I recently watched an interview with Joe Rogan and Josh Barnett, who went through an eerily similar situation to the one you’re in, but with USADA. Have you reached out to any other athletes, both in and out of motocross, to learn more about what they’ve done to get through this?
My attorney contacted Cade Clason’s dad and they talked and exchanged emails a few times, but for myself, the only person I’ve talked to was Floyd Landis. He actually answered the phone when I called so that was cool. He obviously has a bitter taste in his mouth because of the whole situation and how he feels about them. It’s pretty stamped. It was cool to talk to him and get his insight. Other than that, the lab I talked to had some insight on things, but it’s nothing that will effect me. It’s just information that I can take in. It’s just a tough deal, it’s hard because we’re racing dirt bikes and I do believe there needs to be drug testing, it’s necessary, but this process that I’m dealing with is not right for anybody. You and everybody else who rides motocross understands that you start riding when you’re young and it’s all we ever do. It’s our livelihood and it gets ripped right out of your hands without any sympathy or justice.

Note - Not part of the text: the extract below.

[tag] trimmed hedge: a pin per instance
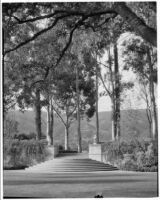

And you’re in a weird spot because the organization you’re up against needs people to fail for them to be successful.
Yeah, I would say that’s 100-percent the case. The reason why we did end up getting this testing is that all of the manufacturers came together and wanted it, but it’s happened three times now. I’ll go ahead and say it, this ruined James Stewart’s career. He’ll probably never come out and say it, but with what I’m dealing with now, I could see how you’re just over it. It sucks that it’s that way. Clason was in a different position because he was making main events but wasn’t making much money and in that position, his best option was to go to Canada anyways. I think he was going to race there no matter what, so it worked out and he just went. For a guy like Stewart or myself, though – and obviously, Stewart is a bigger name guy than I’ll ever be – it’s two guys that are no longer racing currently in the series. It blows my mind, and I don’t mean this in a negative way against the AMA or FELD, but it seems like they’re blindsided by it as well. It doesn’t make sense to me because the people who signed the paperwork for this don’t even know what’s going on. That makes it difficult. I’ve just accepted that this happened for a reason and I might as well just sit here and wait until the door opens.
What are your takeaways from being put in this situation? In other words, what advice might you give to someone who is trying to avoid being in your shoes or who ends up in your shoes in the future?
I think ultimately you’d better be ready for a change. I look at it differently because I am the one at the moment, so for me, it’s all about having patience and it’s happened for a reason. I have to believe that. This is leading up to something and I’ll be ready when the time comes. Another thing is you can’t fight it. If you try to fight in a situation like this, it does no good for you. It’s like any other situation like this in life; if you try to fight it, it doesn’t work out. I just try to keep myself sane through riding, training, working, and helping people. I mean, I’ve done it for the past six months. I’ll go fishing and golfing and all that, but I’ve realized that if there’s nothing in front of you, yeah, golfing and fishing is sweet, but what is that doing for you? You start looking at a much bigger picture and I got to that point. When the Welton thing came up, it gave me something to look forward to. I get to look forward to his first Supercross. If I knew my suspension, then I could look forward to that. This whole grey area that I’m in, you have to find something to look forward to mentally because otherwise, you lose yourself. I see how people get jacked up from things like this. It’s a big change, but I’ll be ready whenever it’s time to be.